For many (most? all the ones I've lived in) municipalities, the assessed value is just one part of the equation. The other is the total tax amount for the municipality. So the assessed value is just a way to split the total bill up across all taxpayers. Imaginary examples:
Imagine a municipality with only two homes. Each is assessed at $500,000, and the total tax bill for the municipality is $10,000. So they each pay $5,000. Next year, each is assessed at $450,000, but taxes have increased to $12,000 total. So they each pay $6,000. So the tax bill goes up, even though assessed value went down.
I discussed this with my County tax assessor, and she said that was right, and that very few people actually understand this. But your municipality may be different.
-ERD50
....Imagine a municipality with only two homes. Each is assessed at $500,000, and the total tax bill for the municipality is $10,000. So they each pay $5,000. Next year, each is assessed at $450,000, but taxes have increased to $12,000 total. So they each pay $6,000. So the tax bill goes up, even though assessed value went down.
I discussed this with my County tax assessor, and she said that was right, and that very few people actually understand this. But your municipality may be different.
-ERD50
Yup, that's the way it works. Total budget divided by grand list = tax rate and tax rate * your assessed value = your tax bill.
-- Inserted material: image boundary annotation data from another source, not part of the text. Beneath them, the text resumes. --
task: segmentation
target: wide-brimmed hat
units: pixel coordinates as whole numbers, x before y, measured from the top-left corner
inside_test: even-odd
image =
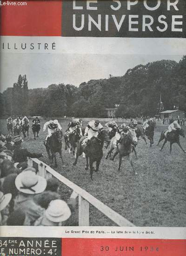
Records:
[[[46,179],[32,170],[20,173],[16,177],[15,183],[20,191],[31,195],[41,193],[46,187]]]
[[[5,208],[9,203],[11,198],[11,194],[8,193],[4,195],[3,192],[0,191],[0,211]]]
[[[17,137],[13,140],[13,142],[15,144],[20,143],[20,142],[22,142],[22,139],[21,137]]]
[[[53,222],[61,222],[66,220],[71,215],[71,212],[65,201],[56,199],[51,201],[45,212],[46,217]]]

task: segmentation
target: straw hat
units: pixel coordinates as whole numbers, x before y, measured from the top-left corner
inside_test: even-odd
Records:
[[[17,176],[15,183],[20,191],[31,195],[41,193],[46,187],[46,179],[32,170],[20,173]]]
[[[0,191],[0,211],[5,208],[9,203],[11,198],[11,194],[8,193],[4,195],[3,192]]]
[[[68,219],[71,212],[66,202],[56,199],[50,202],[45,211],[45,215],[51,221],[61,222]]]

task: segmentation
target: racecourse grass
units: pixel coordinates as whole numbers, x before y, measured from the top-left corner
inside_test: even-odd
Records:
[[[6,121],[0,120],[0,127],[4,134],[7,134]],[[44,121],[41,121],[42,128]],[[68,121],[60,121],[64,131]],[[86,125],[87,122],[84,122]],[[100,171],[94,173],[93,180],[90,179],[89,171],[85,170],[86,160],[80,157],[77,166],[72,155],[64,150],[63,155],[66,167],[62,168],[59,156],[58,167],[55,170],[61,175],[84,189],[113,209],[137,226],[185,227],[186,225],[186,154],[176,144],[169,153],[169,143],[162,152],[156,144],[161,132],[167,126],[158,126],[154,135],[154,144],[152,148],[146,145],[140,138],[137,147],[138,160],[133,156],[134,167],[138,175],[135,176],[127,158],[122,161],[121,170],[118,172],[119,158],[114,162],[105,159],[106,150]],[[184,128],[186,133],[186,128]],[[23,147],[32,152],[42,153],[40,160],[49,164],[43,145],[46,132],[41,130],[36,140],[30,128],[30,137],[24,139]],[[180,142],[186,149],[185,138]],[[71,190],[64,184],[60,187],[60,193],[65,200],[69,197]],[[90,224],[91,226],[114,226],[114,223],[97,209],[90,206]],[[78,224],[78,213],[72,219],[71,225]]]

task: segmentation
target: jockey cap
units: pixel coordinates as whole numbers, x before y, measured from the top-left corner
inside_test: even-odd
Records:
[[[53,123],[55,124],[58,124],[58,120],[57,119],[55,119],[55,120],[53,120]]]

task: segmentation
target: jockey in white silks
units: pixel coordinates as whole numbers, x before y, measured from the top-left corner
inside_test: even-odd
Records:
[[[19,118],[19,117],[17,117],[15,119],[14,119],[13,121],[13,123],[15,124],[15,125],[17,124],[19,124],[19,125],[21,125],[22,124],[21,121],[20,120],[20,119]]]
[[[85,135],[87,134],[88,136],[82,144],[88,142],[93,136],[97,137],[99,130],[103,128],[103,126],[100,124],[100,120],[93,120],[89,122],[85,130]]]
[[[62,130],[61,126],[60,125],[58,120],[55,119],[55,120],[50,120],[46,122],[44,126],[43,131],[44,132],[46,127],[48,128],[48,135],[45,138],[45,141],[46,142],[48,138],[52,136],[52,135],[54,133],[55,129],[59,129],[60,130]]]
[[[143,128],[145,130],[146,130],[146,128],[149,126],[150,123],[154,122],[154,120],[153,118],[150,118],[150,119],[147,119],[143,124]]]
[[[174,120],[172,123],[171,123],[168,127],[168,130],[167,130],[164,134],[164,135],[166,137],[168,133],[170,133],[172,131],[176,131],[176,130],[181,129],[181,127],[178,122],[177,120]]]
[[[77,129],[78,126],[80,129],[80,135],[82,136],[82,121],[80,118],[75,118],[68,124],[66,130],[66,135],[68,137],[69,137],[70,134],[73,133]]]
[[[25,115],[23,118],[22,119],[22,120],[21,120],[21,122],[22,122],[22,124],[24,124],[24,122],[26,120],[27,120],[27,121],[28,121],[28,123],[29,123],[29,120],[28,120],[28,118],[27,117],[27,116],[26,115]]]

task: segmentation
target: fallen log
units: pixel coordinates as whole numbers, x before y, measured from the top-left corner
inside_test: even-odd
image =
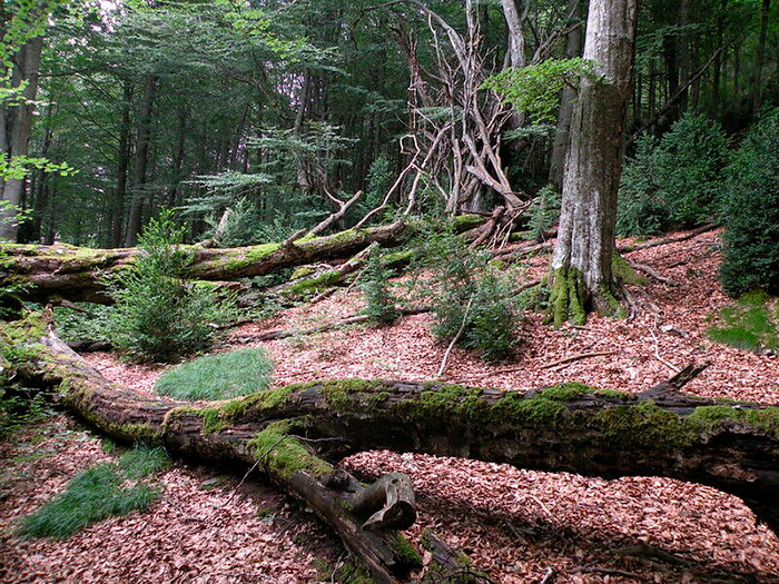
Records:
[[[410,487],[391,475],[368,495],[327,462],[373,448],[605,478],[673,477],[741,497],[779,531],[779,407],[678,393],[694,368],[641,394],[581,384],[516,393],[345,379],[196,405],[109,383],[40,319],[4,324],[0,333],[6,370],[31,386],[59,387],[72,412],[115,438],[258,465],[331,525],[379,582],[402,577],[418,560],[393,531],[412,521]],[[316,454],[309,441],[319,447]],[[389,484],[403,495],[391,495]],[[387,506],[403,504],[375,519],[378,529],[371,531],[366,523],[384,507],[376,508],[382,492]],[[362,501],[369,503],[355,508]]]
[[[618,246],[617,251],[620,254],[628,254],[630,251],[638,251],[639,249],[649,249],[650,247],[667,246],[668,244],[678,244],[680,241],[687,241],[689,239],[698,237],[701,234],[712,231],[717,229],[717,227],[718,226],[716,224],[702,225],[701,227],[698,227],[684,235],[662,237],[660,239],[652,239],[651,241],[643,241],[641,244]]]
[[[333,258],[347,258],[373,242],[392,247],[403,241],[408,226],[389,225],[348,229],[325,237],[282,244],[235,248],[183,246],[191,253],[189,277],[194,280],[237,280],[263,276],[283,268]],[[132,265],[137,249],[90,249],[65,245],[2,244],[0,278],[23,287],[26,298],[50,297],[105,303],[106,276]]]
[[[430,313],[432,308],[430,306],[412,306],[407,308],[398,308],[397,311],[403,316],[421,315],[424,313]],[[228,339],[229,343],[252,343],[255,340],[277,340],[282,338],[290,337],[304,337],[308,335],[317,335],[319,333],[326,333],[327,330],[335,330],[337,328],[357,325],[359,323],[367,323],[371,320],[369,315],[356,314],[352,316],[346,316],[339,318],[338,320],[333,320],[331,323],[325,323],[319,326],[310,328],[274,328],[272,330],[266,330],[257,335],[244,336],[244,337],[231,337]]]

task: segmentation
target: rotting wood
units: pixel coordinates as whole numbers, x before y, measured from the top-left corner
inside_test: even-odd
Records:
[[[343,508],[332,508],[344,495],[321,482],[333,472],[326,458],[389,448],[605,478],[667,476],[737,495],[779,531],[779,407],[678,393],[702,366],[635,395],[581,384],[516,393],[346,379],[195,405],[110,384],[32,320],[3,325],[2,339],[13,344],[7,353],[18,379],[59,387],[71,410],[115,438],[156,441],[189,456],[250,465],[285,437],[270,448],[264,471],[317,511],[354,554],[367,557],[366,565],[378,562],[385,572],[392,558],[377,558],[379,543],[363,537],[362,523],[344,518]],[[20,352],[28,358],[20,359]],[[321,443],[314,455],[293,435],[341,441]],[[355,529],[357,543],[349,540]]]

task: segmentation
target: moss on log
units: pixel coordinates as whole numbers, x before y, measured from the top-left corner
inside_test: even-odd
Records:
[[[351,257],[373,242],[392,247],[401,244],[410,229],[405,222],[395,221],[287,244],[226,249],[183,247],[191,254],[191,279],[229,281],[263,276],[312,261]],[[131,269],[138,255],[135,248],[90,249],[66,245],[0,244],[0,251],[3,255],[0,278],[23,286],[27,297],[87,301],[106,301],[106,277],[122,269]]]
[[[641,394],[576,383],[516,393],[375,379],[295,384],[205,405],[170,403],[110,384],[34,317],[2,326],[0,355],[18,378],[58,387],[75,413],[116,438],[258,465],[314,508],[383,582],[412,567],[410,554],[398,554],[404,546],[392,529],[364,528],[363,517],[349,511],[363,487],[332,467],[362,449],[607,478],[673,477],[741,497],[779,531],[779,407],[686,396],[670,383]]]

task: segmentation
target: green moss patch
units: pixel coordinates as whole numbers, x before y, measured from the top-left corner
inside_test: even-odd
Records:
[[[249,448],[270,474],[288,481],[299,472],[315,477],[333,472],[331,464],[313,455],[300,441],[290,436],[302,426],[295,419],[274,422],[249,442]]]
[[[628,261],[617,251],[611,256],[611,275],[623,284],[644,286],[647,278],[637,274]]]
[[[779,439],[779,407],[743,409],[738,406],[700,406],[689,419],[700,432],[713,432],[727,420],[733,420],[755,426]]]
[[[720,310],[708,335],[731,347],[779,353],[779,299],[760,291],[745,295]]]
[[[228,399],[262,392],[273,364],[265,350],[249,348],[206,355],[164,373],[155,388],[178,399]]]
[[[166,462],[160,448],[141,446],[124,454],[118,464],[92,466],[76,475],[65,492],[24,517],[19,534],[65,540],[107,517],[145,509],[160,497],[160,492],[140,479],[158,472]]]

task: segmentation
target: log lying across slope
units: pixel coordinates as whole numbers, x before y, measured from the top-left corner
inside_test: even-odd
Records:
[[[483,222],[483,218],[462,215],[450,221],[456,232],[465,231],[463,236],[467,239],[475,237],[474,228]],[[197,245],[181,247],[191,253],[189,279],[225,284],[265,276],[284,268],[348,259],[374,244],[385,248],[395,247],[403,244],[417,228],[411,220],[398,220],[323,237],[307,236],[295,241],[224,249]],[[108,301],[105,294],[106,276],[130,267],[137,255],[136,248],[92,249],[67,245],[0,244],[0,283],[4,280],[22,286],[19,295],[33,300],[56,297],[105,303]],[[343,274],[338,269],[332,269],[321,275],[321,284],[338,280],[341,276]],[[303,285],[305,283],[298,283],[298,286]]]
[[[189,277],[194,280],[236,280],[314,261],[351,257],[373,242],[393,246],[408,231],[403,221],[349,229],[325,237],[304,238],[294,242],[209,249],[184,246],[191,251]],[[72,246],[0,246],[4,256],[0,278],[26,286],[34,299],[50,296],[73,300],[103,301],[107,274],[132,264],[138,250],[90,249]]]
[[[414,521],[407,479],[388,475],[365,489],[326,462],[369,448],[679,478],[741,497],[779,532],[779,407],[700,399],[669,384],[638,395],[580,384],[521,394],[362,379],[193,405],[110,384],[39,319],[4,325],[0,342],[19,377],[59,386],[75,413],[114,437],[258,465],[315,509],[379,582],[402,577],[417,562],[394,531]]]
Right, but part of the Illinois "alchemy" is that they are one of the states that uses a strange "taxable value" number that does not match reality.
Other states use real market data. In NC, they reassess every few years, so the data can get stale, but was at least correlated to actual market value one time. Other states reassess every year to market value.
But for Illinois? That assessed value is very strange in relation to market values. It is just a fraction of market value.
First, I'm not sure it's an 'Illinois' thing - my property taxes are paid to my local county, districts (Fire, Library, School, etc) and my city. Maybe state law defines some of this, I don't know.
My bill clearly states that asses value is 1/3 'market value' - so just multiply by 3.
Yet ! States broke. BTW 5% isn't insignificant when everything else has gone up including having to pay tolls to drive anywhere.
IN is not necessarily cheaper than IL when you consider retirement income tax. If IL changes their laws on not taxing retirement income, then we would consider moving.IL is one high state to live in. Once you retire IN looks good since it is so close.